Le souvenir au cinéma – #2

Partie 1 : https://clublumiere.fr/le-souvenir-au-cinema-1/


3. Réalité

Dans la première partie, nous avions laissé planer l’idée que le cinéma, c’était du souvenir. Matériel ou immatériel, tangible ou vaporeux, qu’il soit souvenir ou non, un film peut exprimer les deux espaces, physique et métaphysique, qui composent notre monde, et même l’entre. Dès qu’il est vu, le film devient un bout de mémoire. Pourtant, quoi qu’il souhaite montrer, il a dû filmer un moment réel, existant (du moins en ce qui concerne le cinéma en prises de vues réelles). Alors, quand un cinéaste décide de raconter un de ses propres souvenirs, il doit passer par une recréation véritable des scènes de son esprit, comme s’il devait composer de toutes pièces une scène dans du dur qui n’a jamais eu lieu. La mémoire se confond donc toujours dans la « réalité » du cinéma, si tant est qu’il y en ait une, puisque le souvenir liquide dans la tête de l’humain se doit d’être la matière tangible du médium filmique, une réalité rêvée qui concrétise ce même rêve par l’acte de le filmer véritablement. Au cinéma, où s’arrête le fantasme et où commence le vrai ?

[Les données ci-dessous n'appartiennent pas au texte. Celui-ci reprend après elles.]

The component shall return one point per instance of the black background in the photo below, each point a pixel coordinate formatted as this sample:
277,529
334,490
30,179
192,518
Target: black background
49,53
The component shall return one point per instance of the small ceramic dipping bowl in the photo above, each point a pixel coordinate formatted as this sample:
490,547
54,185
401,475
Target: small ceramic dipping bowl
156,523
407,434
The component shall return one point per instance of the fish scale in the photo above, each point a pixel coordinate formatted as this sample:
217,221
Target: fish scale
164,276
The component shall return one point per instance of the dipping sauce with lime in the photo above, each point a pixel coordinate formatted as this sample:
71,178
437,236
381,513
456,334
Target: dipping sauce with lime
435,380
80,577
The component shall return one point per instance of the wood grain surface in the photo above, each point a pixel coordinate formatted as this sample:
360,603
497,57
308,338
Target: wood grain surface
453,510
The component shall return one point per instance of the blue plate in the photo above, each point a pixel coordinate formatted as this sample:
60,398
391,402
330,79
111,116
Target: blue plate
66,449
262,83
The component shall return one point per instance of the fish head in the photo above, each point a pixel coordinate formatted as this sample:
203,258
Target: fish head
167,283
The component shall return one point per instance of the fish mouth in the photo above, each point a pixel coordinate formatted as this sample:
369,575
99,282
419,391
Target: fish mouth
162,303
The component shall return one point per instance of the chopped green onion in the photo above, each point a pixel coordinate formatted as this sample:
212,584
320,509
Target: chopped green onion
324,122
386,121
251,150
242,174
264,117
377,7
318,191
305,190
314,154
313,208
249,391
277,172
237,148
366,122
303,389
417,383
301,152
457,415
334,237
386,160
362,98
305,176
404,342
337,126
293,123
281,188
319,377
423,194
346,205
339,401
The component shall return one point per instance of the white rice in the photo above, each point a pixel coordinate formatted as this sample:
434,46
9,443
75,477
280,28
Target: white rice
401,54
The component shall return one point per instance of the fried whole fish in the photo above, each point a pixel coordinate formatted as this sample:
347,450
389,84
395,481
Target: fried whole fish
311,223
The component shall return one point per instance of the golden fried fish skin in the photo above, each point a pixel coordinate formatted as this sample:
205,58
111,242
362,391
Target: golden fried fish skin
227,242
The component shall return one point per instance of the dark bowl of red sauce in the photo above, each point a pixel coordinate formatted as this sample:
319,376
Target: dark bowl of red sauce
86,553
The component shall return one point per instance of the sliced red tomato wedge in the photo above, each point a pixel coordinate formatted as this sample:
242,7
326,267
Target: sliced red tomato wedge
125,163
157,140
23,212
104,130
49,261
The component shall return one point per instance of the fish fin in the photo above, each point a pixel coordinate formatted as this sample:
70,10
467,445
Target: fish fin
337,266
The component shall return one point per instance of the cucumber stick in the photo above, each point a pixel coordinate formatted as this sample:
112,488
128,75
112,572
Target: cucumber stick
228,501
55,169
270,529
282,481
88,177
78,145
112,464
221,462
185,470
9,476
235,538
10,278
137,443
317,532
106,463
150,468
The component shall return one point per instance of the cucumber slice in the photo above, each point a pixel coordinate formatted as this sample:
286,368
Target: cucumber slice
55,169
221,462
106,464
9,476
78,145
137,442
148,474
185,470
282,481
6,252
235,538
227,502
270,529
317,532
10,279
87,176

Un Temps pour Vivre, un Temps pour Mourir, 1985
© CMPC

Chez les auteurs taïwanais modernes comme Hou Hsiao-hsien, appréhender le souvenir dans un style naturaliste est un moyen de réactiver la mémoire dans le présent, comme si celui-ci était si lié au passé que les deux temporalités ne faisaient qu’une. « Tout se joue pendant l’enfance, pendant le processus de croissance, quand on se façonne un regard vis-à-vis du monde », nous dit le cinéaste. Dans les films de sa tétralogie autobiographique, comme Poussières dans le Vent, Un été chez Grand-père et Un Temps pour Vivre, un Temps pour Mourir, raconter ses souvenirs est un acte très personnel qui s’inscrit dans une démarche générale, celle d’offrir un regard sur le monde très terre-à-terre, se refusant à trop de lyrisme, contre les démarches contemporaines du cinéma taïwanais. La différence de langue dans Un Temps pour Vivre, un Temps pour Mourir entre la voix off narratrice en mandarin et les dialogues en diverses langues locales (taiyu, hakka et mandarin pourvu d’un fort accent taïwanais) y renforce d’autant plus l’idée de simultanéité organisée arbitrairement des temporalités pourtant en essence opposées que représente les différentes langues et leur référencement dans l’Histoire de Taïwan. Le souvenir est en effet traité comme une réalité actuelle pour évoquer la vie des habitants de l’île à l’heure où les films sont vus autant qu’à l’époque qu’ils retranscrivent. Ils ne la « retranscrivent » même pas vraiment donc, puisqu’il n’est pas question de jouer avec l’illusion de la reconstitution.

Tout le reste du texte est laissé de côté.